Portuguese police act on requests from German counterparts
Over 16 years since three-year-old Madeleine Beth McCann went missing from a holiday apartment in Praia da Luz, police are back conducting searches, this time at Silves’ Arade dam – on the request of German authorities convinced of the guilt of principal suspect Christian Brückner.
In the early days, intense searches took place at the dam, following a ‘tip off’ that Madeleine had been “raped, murdered and her body dumped within 48-hours of her disappearance” on May 3, 2007.
This could be the line German prosecutors are running with, bearing in mind they have been focused on Brückner’s alleged sexual deviance.
According to archive reports, the dam was searched for any trace of Madeleine’s body on at least three occasions in 2008.
The Evening Standard quoted lawyer Marcos Aragao Correia as having acted independently on information that Madeleine’s body had been “weighted down” and thrown “from a pumping tower into the murky water beneath“- where depths at the time reached 55 ft… (With the effects of years of low rainfall, depths now will be greatly reduced, and this may be a reason for the renewed police interest.)
Following Aragao Correia’s privately-funded searches, PJ police led by former national director Alipio Ribeiro also focused on the dam area.
Say reports today, the secluded spot “used to be frequented by Christian Brückner” who described it as a “little paradise”.
Says SIC Notícias: “German authorities want to know if there are any remains, or evidence that could bring new clues on the disappearance of the child”.
Christian Brückner – who has stressed to police that he had nothing to do with the disappearance of Madeleine McCann – remains in jail in Germany for the rape of an elderly American woman in Praia da Luz in 2005.

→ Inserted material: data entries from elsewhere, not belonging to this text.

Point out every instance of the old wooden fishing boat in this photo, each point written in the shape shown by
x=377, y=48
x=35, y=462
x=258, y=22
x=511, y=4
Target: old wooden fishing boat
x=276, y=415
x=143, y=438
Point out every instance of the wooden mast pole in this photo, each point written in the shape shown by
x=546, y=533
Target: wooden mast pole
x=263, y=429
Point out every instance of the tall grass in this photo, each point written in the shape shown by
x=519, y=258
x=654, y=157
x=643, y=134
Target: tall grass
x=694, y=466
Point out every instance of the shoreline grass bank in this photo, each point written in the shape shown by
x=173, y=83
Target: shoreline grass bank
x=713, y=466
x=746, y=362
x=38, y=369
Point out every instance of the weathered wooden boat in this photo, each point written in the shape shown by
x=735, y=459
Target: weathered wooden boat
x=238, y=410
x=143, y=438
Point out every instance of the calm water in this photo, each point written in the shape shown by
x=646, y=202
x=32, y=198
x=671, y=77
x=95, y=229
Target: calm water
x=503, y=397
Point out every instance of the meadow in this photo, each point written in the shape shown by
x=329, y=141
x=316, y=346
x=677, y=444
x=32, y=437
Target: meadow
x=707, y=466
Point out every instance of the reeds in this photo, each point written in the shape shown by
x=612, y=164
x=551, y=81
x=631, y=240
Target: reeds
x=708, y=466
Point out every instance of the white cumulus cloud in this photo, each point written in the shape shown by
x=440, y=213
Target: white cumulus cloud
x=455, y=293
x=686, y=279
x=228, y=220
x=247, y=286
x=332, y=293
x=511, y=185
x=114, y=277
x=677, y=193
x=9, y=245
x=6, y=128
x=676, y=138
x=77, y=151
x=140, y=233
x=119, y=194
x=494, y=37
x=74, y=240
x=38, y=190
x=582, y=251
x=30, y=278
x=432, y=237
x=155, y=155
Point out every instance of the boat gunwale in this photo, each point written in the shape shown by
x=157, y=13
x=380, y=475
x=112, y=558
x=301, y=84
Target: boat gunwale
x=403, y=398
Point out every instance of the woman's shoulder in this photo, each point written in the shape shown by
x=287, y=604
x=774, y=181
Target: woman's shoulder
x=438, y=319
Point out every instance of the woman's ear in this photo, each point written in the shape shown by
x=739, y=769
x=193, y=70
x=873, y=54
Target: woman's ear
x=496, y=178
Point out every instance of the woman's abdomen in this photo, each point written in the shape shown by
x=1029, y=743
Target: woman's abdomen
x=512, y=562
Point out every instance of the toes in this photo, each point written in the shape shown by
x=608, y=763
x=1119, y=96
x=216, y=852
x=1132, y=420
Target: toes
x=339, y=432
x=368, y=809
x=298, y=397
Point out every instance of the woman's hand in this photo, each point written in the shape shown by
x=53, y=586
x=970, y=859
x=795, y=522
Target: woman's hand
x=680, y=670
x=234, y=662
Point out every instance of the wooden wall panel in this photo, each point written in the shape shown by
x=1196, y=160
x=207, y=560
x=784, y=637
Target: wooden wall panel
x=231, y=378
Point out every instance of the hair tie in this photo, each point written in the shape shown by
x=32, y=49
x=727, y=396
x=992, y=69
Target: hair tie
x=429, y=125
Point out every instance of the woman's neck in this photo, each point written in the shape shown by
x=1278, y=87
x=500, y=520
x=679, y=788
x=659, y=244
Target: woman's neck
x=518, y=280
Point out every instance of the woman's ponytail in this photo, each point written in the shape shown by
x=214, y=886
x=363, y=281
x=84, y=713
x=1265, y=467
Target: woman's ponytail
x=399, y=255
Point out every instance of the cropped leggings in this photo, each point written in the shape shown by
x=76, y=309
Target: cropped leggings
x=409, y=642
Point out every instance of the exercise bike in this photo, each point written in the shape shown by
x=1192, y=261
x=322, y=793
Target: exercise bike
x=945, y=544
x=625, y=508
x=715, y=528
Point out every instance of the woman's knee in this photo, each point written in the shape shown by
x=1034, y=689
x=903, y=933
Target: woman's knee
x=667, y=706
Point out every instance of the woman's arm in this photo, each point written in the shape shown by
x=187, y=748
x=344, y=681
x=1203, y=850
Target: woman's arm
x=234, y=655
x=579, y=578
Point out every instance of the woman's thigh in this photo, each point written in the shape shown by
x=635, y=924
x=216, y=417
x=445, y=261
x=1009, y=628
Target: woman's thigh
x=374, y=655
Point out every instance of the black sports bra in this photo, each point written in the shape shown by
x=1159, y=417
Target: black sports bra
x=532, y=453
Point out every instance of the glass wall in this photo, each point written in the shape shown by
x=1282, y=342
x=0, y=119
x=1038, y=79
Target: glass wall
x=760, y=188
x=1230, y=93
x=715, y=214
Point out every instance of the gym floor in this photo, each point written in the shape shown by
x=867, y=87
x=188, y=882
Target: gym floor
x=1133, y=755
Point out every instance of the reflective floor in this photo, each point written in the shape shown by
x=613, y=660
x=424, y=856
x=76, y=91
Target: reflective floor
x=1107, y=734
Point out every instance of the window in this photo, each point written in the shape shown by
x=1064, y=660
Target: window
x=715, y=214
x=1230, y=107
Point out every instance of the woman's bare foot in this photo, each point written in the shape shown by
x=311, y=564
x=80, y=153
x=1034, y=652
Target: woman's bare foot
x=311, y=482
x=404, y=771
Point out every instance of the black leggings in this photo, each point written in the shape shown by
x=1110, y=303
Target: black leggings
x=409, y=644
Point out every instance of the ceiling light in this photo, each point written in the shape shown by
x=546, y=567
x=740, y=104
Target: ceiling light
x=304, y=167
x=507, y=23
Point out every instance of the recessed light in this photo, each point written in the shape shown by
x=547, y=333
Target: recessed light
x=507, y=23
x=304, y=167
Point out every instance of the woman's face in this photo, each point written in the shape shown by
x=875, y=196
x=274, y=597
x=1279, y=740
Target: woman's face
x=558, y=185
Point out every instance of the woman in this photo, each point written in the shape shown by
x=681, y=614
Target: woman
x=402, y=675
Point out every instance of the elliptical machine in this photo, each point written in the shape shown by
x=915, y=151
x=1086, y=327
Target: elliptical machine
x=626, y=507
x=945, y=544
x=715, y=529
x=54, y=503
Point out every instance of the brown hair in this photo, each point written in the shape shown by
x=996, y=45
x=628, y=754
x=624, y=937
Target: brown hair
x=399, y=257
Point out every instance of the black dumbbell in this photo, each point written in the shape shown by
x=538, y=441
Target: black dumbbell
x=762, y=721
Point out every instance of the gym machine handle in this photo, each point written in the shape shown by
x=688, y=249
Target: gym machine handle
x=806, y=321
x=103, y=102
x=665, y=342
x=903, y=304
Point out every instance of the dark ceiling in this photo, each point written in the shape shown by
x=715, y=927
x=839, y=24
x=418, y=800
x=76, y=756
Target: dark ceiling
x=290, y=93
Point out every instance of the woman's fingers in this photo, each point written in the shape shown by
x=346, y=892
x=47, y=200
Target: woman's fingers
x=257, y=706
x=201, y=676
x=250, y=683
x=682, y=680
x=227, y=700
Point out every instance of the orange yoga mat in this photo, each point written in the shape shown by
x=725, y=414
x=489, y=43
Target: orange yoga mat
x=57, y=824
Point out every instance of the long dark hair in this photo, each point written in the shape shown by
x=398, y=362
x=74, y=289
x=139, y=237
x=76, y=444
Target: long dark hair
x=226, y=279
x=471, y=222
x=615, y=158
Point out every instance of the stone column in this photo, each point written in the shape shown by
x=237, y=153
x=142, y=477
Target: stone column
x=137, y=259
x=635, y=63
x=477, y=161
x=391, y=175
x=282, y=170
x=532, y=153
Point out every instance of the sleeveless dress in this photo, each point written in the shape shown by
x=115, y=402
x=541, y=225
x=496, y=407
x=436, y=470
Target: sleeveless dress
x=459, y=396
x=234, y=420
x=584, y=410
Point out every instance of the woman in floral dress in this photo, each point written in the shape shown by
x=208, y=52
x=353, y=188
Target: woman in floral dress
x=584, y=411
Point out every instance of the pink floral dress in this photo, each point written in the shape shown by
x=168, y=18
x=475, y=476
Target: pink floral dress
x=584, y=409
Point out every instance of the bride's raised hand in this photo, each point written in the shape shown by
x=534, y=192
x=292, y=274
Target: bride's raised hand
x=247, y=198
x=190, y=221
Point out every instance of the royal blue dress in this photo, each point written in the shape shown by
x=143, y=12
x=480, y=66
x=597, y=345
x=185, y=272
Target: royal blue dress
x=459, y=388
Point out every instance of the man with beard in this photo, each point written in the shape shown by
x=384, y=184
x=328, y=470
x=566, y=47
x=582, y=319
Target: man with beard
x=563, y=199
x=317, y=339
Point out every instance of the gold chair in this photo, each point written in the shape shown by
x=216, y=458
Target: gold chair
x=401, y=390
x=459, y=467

As part of their investigations, German police last year charged Brückner with further sex crimes, including against children, but these appear to have led nowhere, confused also by jurisdiction issues.
British media reports say that Portuguese police will be running this week’s searches. They are “expected to start closing off roads soon leading to the man-made dam (…) ahead of the official start of the search tomorrow (Tuesday).
“Scotland Yard detectives are understood to have travelled to the area, but with only a ‘watching brief’.
“The search is set to last for at least two days and beyond that if anything of relevance is found”, writes the Daily Mail, adding that “this time round expert divers are set to explore the murky depths of the dam but digs will also take place in woodland by the water”.
The first question is whether the dam really does present “murky depths” after such a long period of drought.
Updates to follow as and when.
It needs to be stressed that Christian Brückner’s lawyer, as well as a number of sources connected to this mystery over the years, have repeatedly suggested the German police theory is bogus. But due to the Statute of Limitations, Christian Brückner is the only suspect in this case who could possibly face prosecution.